Snowflake goes massive on Meta LLM for open source inference difference

Snowflake says it will now host the Llama 3.1 collection of multilingual open source large language models (LLMs) in Snowflake Cortex AI for developers to build AI applications.

The Data Cloud company that is now the AI Data Cloud company has detailed developments that sees it work with an offering that includes what is Meta’s largest open source LLM in the shape of Llama 3.1 405B.

Going further, Snowflake makes note of its work developing and open sourcing the inference system stack with the intention of enabling real-time, high-throughput inference.

It’s all about the drive to democratise natural language processing and generative applications. Snowflake’s AI research team says it has optimised Llama 3.1 405B for both inference and fine-tuning, supporting a massive 128K context window from day one, while enabling real-time inference with up to 3x lower end-to-end latency and 1.4x higher throughput.

Cortex AI

It allows for fine-tuning on the massive model using a single GPU node within Cortex AI.

Snowflake’s AI research team promises its work is dedicated to giving regular contributions to the AI community and transparency around how it is building LLM technologies.

In tandem with the launch of Llama 3.1 405B, Snowflake’s AI Research Team is now open sourcing its Massive LLM Inference and Fine-Tuning System Optimization Stack in collaboration with DeepSpeed, Hugging Face, vLLM and the broader AI community.

This, says Snowflake, establishes a new state-of-the-art for open source inference and fine-tuning systems for multi-hundred billion parameter models.

“We’re not just bringing Meta’s models directly to our customers through Snowflake Cortex AI. We’re arming enterprises and the AI community with new research and open source code that supports 128K context windows, multi-node inference, pipeline parallelism, 8-bit floating point quantization to advance AI for the broader ecosystem,” said Vivek Raghunathan, VP of AI engineering at Snowflake.

Massive model scale and memory requirements pose challenges for users aiming to achieve low-latency inference for real-time use cases, high throughput for cost effectiveness and long context support for various enterprise-grade generative AI use cases. The memory requirements of storing model and activation states also make fine-tuning extremely challenging, with the large GPU clusters required to fit the model states for training often inaccessible to data scientists.

Massive LLM Inference

Snowflake is certain that its Massive LLM Inference and Fine-Tuning System Optimization Stack addresses these challenges. By using advanced parallelism techniques and memory optimizations, Snowflake enables fast and efficient AI processing, without needing complex and expensive infrastructure. For Llama 3.1 405B, Snowflake’s system stack delivers real-time, high-throughput performance on just a single GPU node and supports a massive 128k context windows across multi-node setups.

This flexibility is said to extend to both next-generation and legacy hardware, making it accessible to a broader range of businesses.

Moreover, data scientists can fine-tune Llama 3.1 405B using mixed precision techniques on fewer GPUs, eliminating the need for large GPU clusters. As a result, organizations can adapt and deploy powerful enterprise-grade generative AI applications easily, efficiently, and safely.

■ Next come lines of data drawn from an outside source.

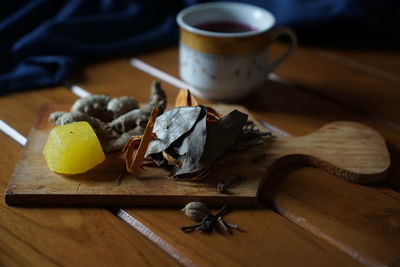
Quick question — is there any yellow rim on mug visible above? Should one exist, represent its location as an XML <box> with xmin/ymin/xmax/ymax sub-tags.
<box><xmin>180</xmin><ymin>28</ymin><xmax>273</xmax><ymax>55</ymax></box>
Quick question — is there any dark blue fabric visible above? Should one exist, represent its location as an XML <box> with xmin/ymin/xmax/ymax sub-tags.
<box><xmin>0</xmin><ymin>0</ymin><xmax>399</xmax><ymax>94</ymax></box>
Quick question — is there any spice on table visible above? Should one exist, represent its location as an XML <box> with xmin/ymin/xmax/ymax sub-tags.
<box><xmin>181</xmin><ymin>205</ymin><xmax>239</xmax><ymax>234</ymax></box>
<box><xmin>182</xmin><ymin>202</ymin><xmax>210</xmax><ymax>222</ymax></box>
<box><xmin>49</xmin><ymin>81</ymin><xmax>167</xmax><ymax>152</ymax></box>
<box><xmin>123</xmin><ymin>108</ymin><xmax>158</xmax><ymax>176</ymax></box>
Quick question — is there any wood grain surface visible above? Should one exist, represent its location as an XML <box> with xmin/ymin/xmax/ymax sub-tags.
<box><xmin>5</xmin><ymin>101</ymin><xmax>390</xmax><ymax>207</ymax></box>
<box><xmin>0</xmin><ymin>88</ymin><xmax>177</xmax><ymax>266</ymax></box>
<box><xmin>130</xmin><ymin>49</ymin><xmax>400</xmax><ymax>265</ymax></box>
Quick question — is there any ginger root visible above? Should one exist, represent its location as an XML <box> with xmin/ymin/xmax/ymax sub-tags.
<box><xmin>109</xmin><ymin>81</ymin><xmax>167</xmax><ymax>134</ymax></box>
<box><xmin>49</xmin><ymin>81</ymin><xmax>167</xmax><ymax>152</ymax></box>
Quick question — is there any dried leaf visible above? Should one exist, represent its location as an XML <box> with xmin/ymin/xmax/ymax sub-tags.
<box><xmin>145</xmin><ymin>106</ymin><xmax>203</xmax><ymax>157</ymax></box>
<box><xmin>171</xmin><ymin>107</ymin><xmax>207</xmax><ymax>177</ymax></box>
<box><xmin>124</xmin><ymin>108</ymin><xmax>158</xmax><ymax>176</ymax></box>
<box><xmin>175</xmin><ymin>90</ymin><xmax>199</xmax><ymax>107</ymax></box>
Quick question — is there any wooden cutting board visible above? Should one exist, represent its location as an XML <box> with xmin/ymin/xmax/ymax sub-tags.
<box><xmin>5</xmin><ymin>105</ymin><xmax>390</xmax><ymax>206</ymax></box>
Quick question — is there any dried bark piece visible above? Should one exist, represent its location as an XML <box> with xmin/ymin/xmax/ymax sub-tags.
<box><xmin>123</xmin><ymin>108</ymin><xmax>158</xmax><ymax>176</ymax></box>
<box><xmin>175</xmin><ymin>90</ymin><xmax>199</xmax><ymax>107</ymax></box>
<box><xmin>107</xmin><ymin>96</ymin><xmax>139</xmax><ymax>119</ymax></box>
<box><xmin>162</xmin><ymin>151</ymin><xmax>182</xmax><ymax>168</ymax></box>
<box><xmin>206</xmin><ymin>106</ymin><xmax>222</xmax><ymax>123</ymax></box>
<box><xmin>101</xmin><ymin>126</ymin><xmax>144</xmax><ymax>153</ymax></box>
<box><xmin>200</xmin><ymin>110</ymin><xmax>248</xmax><ymax>165</ymax></box>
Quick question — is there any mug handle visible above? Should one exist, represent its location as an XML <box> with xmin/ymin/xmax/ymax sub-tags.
<box><xmin>270</xmin><ymin>26</ymin><xmax>298</xmax><ymax>71</ymax></box>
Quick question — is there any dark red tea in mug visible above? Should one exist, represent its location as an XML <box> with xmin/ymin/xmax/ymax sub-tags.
<box><xmin>194</xmin><ymin>20</ymin><xmax>257</xmax><ymax>33</ymax></box>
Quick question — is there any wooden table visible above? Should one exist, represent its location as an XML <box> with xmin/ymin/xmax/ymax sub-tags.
<box><xmin>0</xmin><ymin>45</ymin><xmax>400</xmax><ymax>266</ymax></box>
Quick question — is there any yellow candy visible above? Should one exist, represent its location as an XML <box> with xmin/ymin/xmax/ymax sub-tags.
<box><xmin>43</xmin><ymin>122</ymin><xmax>105</xmax><ymax>174</ymax></box>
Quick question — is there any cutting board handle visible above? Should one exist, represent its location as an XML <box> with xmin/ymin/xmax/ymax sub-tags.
<box><xmin>263</xmin><ymin>121</ymin><xmax>390</xmax><ymax>188</ymax></box>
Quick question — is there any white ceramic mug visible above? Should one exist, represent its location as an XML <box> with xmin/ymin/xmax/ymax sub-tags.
<box><xmin>177</xmin><ymin>2</ymin><xmax>297</xmax><ymax>100</ymax></box>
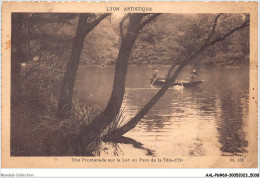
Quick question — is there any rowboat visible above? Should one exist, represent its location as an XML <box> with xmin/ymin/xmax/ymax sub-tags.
<box><xmin>150</xmin><ymin>77</ymin><xmax>203</xmax><ymax>87</ymax></box>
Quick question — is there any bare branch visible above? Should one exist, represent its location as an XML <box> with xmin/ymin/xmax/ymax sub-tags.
<box><xmin>139</xmin><ymin>13</ymin><xmax>161</xmax><ymax>30</ymax></box>
<box><xmin>208</xmin><ymin>20</ymin><xmax>249</xmax><ymax>46</ymax></box>
<box><xmin>203</xmin><ymin>13</ymin><xmax>222</xmax><ymax>46</ymax></box>
<box><xmin>119</xmin><ymin>13</ymin><xmax>130</xmax><ymax>40</ymax></box>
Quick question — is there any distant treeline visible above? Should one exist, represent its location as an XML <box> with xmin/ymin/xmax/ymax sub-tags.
<box><xmin>17</xmin><ymin>14</ymin><xmax>249</xmax><ymax>66</ymax></box>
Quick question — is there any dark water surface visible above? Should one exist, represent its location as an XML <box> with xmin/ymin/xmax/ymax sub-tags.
<box><xmin>75</xmin><ymin>65</ymin><xmax>249</xmax><ymax>156</ymax></box>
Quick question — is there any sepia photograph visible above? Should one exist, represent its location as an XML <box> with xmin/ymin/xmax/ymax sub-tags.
<box><xmin>2</xmin><ymin>1</ymin><xmax>258</xmax><ymax>171</ymax></box>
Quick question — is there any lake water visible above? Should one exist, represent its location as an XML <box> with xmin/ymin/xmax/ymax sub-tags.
<box><xmin>75</xmin><ymin>65</ymin><xmax>249</xmax><ymax>156</ymax></box>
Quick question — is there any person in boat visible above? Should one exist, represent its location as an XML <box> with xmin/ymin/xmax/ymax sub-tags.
<box><xmin>190</xmin><ymin>69</ymin><xmax>197</xmax><ymax>82</ymax></box>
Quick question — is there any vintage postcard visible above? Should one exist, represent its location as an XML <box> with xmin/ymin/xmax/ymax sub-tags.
<box><xmin>1</xmin><ymin>2</ymin><xmax>258</xmax><ymax>169</ymax></box>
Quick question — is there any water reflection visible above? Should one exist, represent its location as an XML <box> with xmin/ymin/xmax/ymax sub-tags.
<box><xmin>76</xmin><ymin>65</ymin><xmax>249</xmax><ymax>156</ymax></box>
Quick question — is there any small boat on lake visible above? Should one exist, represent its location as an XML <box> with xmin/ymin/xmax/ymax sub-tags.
<box><xmin>150</xmin><ymin>77</ymin><xmax>203</xmax><ymax>87</ymax></box>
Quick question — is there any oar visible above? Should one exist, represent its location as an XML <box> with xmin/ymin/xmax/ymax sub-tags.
<box><xmin>152</xmin><ymin>75</ymin><xmax>158</xmax><ymax>85</ymax></box>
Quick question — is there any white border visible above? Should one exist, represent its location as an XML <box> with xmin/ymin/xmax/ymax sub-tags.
<box><xmin>0</xmin><ymin>0</ymin><xmax>260</xmax><ymax>177</ymax></box>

“Safety and trust are a business imperative when it comes to harnessing generative AI, and Snowflake provides us with the assurances we need to innovate and leverage industry-leading large language models at scale,” said Ryan Klapper, an AI leader at data infrastructure company Hakkoda. “The combination of Meta’s Llama models within Snowflake Cortex AI unlocks even more opportunities for us to service internal RAG-based applications. These applications empower our stakeholders to interact seamlessly with comprehensive internal knowledge bases, ensuring they have access to accurate and relevant information whenever needed.”

Snowflake’s AI Research Team has also developed optimized infrastructure for fine-tuning inclusive of model distillation, safety guardrails, retrieval augmented generation (RAG), and synthetic data generation so that enterprises can easily get started with these use cases within Cortex AI.